Black, whose parents were Holocaust survivors, started his research when he went to the U.S. Holocaust Memorial Museum in Washington, D.C., and saw an IBM machine on display with no context. He gathered about 50 researchers to determine what the IBM machine had to do with the Holocaust, and found that Watson and IBM were heavily involved in the mass genocide.

“The evidence was that Thomas J. Watson consciously micromanaged all six phases of the Holocaust from his offices in New York, and through his overseas subsidiaries,” Black said.

Black argued that without Watson’s organization technology, developed by IBM, the six phases of the Holocaust — identification, exclusion from society, confiscation of assets, ghettoization, deportation and extermination — couldn’t have been carried out as efficiently.

According to Black, Watson and IBM worked to develop punch cards for the German military. These punch cards stored information by running them through a reader, which detected each row and column with a hole. Information on the cards included religion, gender, levels of health, location and occupation. Additionally, each card had a number — the same numbers tattooed on prisoners in Nazi concentration camps.

The cards were used to track people and goods faster and more efficiently than ever before. During his presentation, Black highlighted documents and letters between Watson and high-ranking officials of the German military that implied Watson understood the mass genocide his technology was facilitating.

Michael Harel, a junior double-majoring in history and psychology, wrote an opinion piece in Pipe Dream on Oct. 9, 2017, advocating for Binghamton University to change the name of the Watson School of Engineering. He cited Black’s book in his column, and Black said that Harel’s article was one of the reasons he decided to speak at BU. According to Harel, Watson’s actions do not conform with the ethics taught at the engineering school.

“It is custom to name buildings, roads, monuments and the like after people we idolize,” Harel wrote. “People whose actions we seek to emulate and whose legacies we wish to cement into history. We must decide which values we stand for.”

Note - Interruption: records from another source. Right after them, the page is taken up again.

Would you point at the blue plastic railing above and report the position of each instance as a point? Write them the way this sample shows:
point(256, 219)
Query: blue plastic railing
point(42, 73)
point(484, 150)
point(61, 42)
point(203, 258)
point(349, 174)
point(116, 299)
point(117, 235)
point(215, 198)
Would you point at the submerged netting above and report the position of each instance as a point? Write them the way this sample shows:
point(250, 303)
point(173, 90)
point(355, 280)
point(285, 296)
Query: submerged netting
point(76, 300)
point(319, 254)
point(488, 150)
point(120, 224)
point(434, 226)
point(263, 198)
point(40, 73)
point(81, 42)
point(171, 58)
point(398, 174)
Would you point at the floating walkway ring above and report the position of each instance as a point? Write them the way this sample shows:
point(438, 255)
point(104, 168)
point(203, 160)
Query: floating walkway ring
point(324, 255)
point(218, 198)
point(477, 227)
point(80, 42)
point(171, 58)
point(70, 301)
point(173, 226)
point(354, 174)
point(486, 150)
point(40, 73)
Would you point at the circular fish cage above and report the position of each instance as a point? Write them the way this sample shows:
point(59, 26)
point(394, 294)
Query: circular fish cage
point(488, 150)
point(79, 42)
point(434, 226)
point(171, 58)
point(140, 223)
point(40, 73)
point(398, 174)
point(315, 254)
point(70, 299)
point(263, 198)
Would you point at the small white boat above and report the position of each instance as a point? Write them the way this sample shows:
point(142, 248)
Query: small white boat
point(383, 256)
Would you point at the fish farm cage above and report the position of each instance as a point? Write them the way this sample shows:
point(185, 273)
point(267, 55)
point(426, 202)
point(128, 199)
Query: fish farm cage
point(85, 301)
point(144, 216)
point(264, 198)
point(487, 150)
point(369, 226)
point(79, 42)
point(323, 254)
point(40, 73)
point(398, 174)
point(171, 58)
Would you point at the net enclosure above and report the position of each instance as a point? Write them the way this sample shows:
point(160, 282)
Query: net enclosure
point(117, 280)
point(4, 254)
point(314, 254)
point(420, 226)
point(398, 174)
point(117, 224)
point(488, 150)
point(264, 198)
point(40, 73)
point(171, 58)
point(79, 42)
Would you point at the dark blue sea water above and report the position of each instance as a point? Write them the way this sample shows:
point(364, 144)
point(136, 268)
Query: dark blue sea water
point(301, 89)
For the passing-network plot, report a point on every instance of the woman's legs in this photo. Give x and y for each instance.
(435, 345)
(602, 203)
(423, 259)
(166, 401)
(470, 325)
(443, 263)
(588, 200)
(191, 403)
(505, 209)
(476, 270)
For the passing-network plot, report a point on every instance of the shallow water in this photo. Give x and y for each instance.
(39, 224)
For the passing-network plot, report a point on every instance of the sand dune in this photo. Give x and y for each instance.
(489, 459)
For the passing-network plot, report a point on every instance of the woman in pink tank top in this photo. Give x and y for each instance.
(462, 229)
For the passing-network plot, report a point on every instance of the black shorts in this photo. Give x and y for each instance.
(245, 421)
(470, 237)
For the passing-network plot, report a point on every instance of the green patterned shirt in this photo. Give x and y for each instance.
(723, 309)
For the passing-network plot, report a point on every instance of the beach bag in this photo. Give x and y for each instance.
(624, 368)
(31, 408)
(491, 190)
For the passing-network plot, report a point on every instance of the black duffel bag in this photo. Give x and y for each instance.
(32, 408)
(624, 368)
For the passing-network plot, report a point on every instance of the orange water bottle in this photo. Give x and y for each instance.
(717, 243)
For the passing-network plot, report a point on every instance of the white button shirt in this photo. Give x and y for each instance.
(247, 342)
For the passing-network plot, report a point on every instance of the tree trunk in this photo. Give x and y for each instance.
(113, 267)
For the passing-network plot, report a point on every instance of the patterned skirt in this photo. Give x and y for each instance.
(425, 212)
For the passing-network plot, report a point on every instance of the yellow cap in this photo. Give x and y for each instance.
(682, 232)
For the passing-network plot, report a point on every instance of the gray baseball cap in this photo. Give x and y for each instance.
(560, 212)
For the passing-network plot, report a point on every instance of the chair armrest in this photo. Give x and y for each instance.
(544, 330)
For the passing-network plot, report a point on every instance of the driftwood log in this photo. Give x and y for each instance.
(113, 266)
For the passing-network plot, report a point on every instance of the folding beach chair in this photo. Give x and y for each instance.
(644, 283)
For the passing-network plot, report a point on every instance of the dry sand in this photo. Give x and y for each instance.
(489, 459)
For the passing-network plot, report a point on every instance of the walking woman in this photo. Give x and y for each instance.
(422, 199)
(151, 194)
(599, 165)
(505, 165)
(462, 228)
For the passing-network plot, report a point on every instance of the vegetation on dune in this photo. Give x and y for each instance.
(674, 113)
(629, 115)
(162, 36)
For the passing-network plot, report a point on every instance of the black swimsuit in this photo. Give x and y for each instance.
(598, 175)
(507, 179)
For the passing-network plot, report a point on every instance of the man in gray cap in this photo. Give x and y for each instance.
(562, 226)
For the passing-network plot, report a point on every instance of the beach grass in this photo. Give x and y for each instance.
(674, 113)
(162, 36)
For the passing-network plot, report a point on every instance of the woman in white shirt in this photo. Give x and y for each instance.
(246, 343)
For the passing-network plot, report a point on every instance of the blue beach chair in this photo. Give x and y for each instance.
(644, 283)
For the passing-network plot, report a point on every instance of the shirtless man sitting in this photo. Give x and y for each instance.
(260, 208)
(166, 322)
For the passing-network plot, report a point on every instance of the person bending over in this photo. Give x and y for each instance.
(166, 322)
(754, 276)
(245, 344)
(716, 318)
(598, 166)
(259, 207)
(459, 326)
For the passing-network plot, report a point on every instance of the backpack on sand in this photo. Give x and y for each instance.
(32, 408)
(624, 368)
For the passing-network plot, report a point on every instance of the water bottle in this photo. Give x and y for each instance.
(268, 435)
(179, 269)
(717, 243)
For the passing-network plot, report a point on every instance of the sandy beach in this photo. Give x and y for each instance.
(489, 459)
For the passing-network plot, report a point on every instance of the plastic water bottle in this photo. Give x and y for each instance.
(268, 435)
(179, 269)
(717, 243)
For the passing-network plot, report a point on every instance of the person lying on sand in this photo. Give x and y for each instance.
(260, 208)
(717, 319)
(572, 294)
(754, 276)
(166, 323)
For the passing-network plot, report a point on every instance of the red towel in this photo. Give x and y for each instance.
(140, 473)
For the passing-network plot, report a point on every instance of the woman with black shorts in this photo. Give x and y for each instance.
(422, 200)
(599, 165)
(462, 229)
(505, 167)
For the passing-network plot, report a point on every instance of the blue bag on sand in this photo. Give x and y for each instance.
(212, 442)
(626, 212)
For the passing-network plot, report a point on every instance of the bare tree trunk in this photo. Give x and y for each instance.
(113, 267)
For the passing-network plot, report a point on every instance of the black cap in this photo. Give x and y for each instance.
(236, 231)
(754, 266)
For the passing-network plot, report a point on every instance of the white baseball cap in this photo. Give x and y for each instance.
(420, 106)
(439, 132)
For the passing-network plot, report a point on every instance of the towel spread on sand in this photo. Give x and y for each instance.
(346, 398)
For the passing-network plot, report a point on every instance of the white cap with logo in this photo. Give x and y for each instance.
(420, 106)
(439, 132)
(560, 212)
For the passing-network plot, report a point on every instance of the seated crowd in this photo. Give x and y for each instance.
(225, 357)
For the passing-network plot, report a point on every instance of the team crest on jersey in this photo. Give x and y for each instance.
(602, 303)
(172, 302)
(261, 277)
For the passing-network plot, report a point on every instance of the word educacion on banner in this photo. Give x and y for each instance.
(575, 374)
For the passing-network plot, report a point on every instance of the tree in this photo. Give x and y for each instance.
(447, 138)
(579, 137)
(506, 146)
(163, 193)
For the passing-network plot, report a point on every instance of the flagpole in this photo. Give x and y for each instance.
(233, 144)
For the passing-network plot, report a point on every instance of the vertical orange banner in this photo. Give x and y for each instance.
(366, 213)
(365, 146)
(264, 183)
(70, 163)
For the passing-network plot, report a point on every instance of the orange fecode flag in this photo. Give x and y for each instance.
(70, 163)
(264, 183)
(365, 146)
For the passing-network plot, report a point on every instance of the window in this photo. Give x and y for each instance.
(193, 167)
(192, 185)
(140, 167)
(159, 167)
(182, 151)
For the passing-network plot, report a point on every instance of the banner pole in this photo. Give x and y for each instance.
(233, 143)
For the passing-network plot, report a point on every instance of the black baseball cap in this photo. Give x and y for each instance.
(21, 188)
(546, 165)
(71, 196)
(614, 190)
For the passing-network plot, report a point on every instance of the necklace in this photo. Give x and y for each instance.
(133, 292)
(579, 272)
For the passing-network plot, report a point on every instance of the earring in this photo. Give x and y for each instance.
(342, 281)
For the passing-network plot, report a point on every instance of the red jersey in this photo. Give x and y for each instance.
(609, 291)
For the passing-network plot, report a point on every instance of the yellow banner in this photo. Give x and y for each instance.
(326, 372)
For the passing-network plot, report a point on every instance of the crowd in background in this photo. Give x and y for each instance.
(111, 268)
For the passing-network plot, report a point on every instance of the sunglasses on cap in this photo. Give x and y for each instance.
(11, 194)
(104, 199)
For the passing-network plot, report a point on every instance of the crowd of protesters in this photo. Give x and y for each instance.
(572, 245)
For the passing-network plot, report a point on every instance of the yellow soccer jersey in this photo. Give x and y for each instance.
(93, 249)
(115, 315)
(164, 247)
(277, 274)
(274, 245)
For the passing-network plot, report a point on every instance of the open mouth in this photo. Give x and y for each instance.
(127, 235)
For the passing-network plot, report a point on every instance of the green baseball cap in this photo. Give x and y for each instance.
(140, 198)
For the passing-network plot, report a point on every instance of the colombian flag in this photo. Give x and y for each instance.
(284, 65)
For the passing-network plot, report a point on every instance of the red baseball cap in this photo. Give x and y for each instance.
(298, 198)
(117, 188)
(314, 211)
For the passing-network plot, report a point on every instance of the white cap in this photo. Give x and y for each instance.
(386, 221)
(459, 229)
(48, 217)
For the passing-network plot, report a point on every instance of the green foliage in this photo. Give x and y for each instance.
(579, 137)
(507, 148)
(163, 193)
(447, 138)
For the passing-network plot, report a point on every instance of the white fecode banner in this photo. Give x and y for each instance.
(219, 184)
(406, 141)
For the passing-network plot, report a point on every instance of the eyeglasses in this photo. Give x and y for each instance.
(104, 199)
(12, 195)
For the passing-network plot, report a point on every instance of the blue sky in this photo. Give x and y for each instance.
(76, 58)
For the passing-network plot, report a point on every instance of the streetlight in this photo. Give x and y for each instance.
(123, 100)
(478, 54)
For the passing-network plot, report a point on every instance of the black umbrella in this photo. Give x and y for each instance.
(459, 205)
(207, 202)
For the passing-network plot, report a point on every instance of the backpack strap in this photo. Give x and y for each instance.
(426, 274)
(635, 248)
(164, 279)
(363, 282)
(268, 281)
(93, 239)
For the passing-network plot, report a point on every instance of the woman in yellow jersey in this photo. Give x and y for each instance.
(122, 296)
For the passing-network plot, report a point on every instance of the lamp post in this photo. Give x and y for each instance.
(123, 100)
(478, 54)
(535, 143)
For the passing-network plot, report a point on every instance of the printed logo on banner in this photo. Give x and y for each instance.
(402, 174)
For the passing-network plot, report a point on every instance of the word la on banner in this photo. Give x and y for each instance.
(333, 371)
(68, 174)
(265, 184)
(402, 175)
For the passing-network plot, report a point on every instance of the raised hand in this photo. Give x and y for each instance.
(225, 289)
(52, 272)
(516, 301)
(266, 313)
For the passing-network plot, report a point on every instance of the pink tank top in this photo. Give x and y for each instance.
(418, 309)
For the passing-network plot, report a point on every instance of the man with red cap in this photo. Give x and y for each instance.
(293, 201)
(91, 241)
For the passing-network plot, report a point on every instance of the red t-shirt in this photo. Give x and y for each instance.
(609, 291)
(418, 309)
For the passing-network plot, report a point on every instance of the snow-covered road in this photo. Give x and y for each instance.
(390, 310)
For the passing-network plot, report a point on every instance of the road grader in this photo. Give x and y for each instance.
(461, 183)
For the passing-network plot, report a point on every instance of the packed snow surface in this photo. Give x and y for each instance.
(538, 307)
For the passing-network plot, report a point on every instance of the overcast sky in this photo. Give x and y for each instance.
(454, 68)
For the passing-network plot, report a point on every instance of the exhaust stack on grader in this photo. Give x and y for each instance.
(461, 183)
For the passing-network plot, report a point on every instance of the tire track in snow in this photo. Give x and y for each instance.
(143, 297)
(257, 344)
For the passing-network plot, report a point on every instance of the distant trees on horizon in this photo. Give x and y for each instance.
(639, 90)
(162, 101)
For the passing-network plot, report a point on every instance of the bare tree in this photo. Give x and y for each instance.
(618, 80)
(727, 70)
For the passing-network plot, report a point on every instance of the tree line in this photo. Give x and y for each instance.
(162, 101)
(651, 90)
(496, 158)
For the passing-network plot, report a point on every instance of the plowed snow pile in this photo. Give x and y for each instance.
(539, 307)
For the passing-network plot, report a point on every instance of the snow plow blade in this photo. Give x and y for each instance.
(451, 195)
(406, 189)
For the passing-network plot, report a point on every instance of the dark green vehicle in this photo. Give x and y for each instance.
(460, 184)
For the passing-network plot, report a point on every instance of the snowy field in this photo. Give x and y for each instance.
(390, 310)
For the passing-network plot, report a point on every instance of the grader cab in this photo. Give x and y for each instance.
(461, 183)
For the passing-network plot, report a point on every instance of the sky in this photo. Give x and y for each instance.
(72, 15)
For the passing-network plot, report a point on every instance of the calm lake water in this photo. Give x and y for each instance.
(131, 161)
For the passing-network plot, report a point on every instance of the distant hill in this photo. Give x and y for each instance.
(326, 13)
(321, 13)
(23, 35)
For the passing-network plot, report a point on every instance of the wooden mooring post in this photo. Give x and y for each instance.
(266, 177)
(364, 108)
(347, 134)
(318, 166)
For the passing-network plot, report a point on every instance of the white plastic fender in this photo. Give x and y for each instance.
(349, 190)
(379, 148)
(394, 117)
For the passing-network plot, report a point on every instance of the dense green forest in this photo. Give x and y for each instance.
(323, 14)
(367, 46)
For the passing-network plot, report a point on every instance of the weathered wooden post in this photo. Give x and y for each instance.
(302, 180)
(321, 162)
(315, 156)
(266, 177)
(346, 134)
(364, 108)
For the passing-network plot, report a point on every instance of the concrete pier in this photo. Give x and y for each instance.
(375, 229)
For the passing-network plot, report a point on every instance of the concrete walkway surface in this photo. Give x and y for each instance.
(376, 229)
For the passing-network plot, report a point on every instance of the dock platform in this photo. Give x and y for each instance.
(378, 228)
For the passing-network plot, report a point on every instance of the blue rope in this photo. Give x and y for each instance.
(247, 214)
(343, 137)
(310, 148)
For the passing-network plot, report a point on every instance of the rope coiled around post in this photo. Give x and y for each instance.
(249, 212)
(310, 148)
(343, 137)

Binghamton University said in a statement that Black’s lecture didn’t necessarily tell the whole story.

“Binghamton University does not take the position that Watson or IBM was without their faults,” the statement read. “However, most academic historians do not believe that Watson or IBM bears the responsibility Edwin Black, a popular writer, has assigned them. Nor do we think that the namesake solely defines the Watson School’s accomplishments and reputation since its founding.”

Cristian Valle, a senior majoring in environmental studies, heard about the event from Kelvin Santiago-Valles, a professor of sociology at the University. Valles said the event was informative and helped him develop an opinion on the issue.

“It’s pretty messed up,” Valles said. “I really didn’t know [about it] so it’s eye-opening. [I] would like to see it changed.”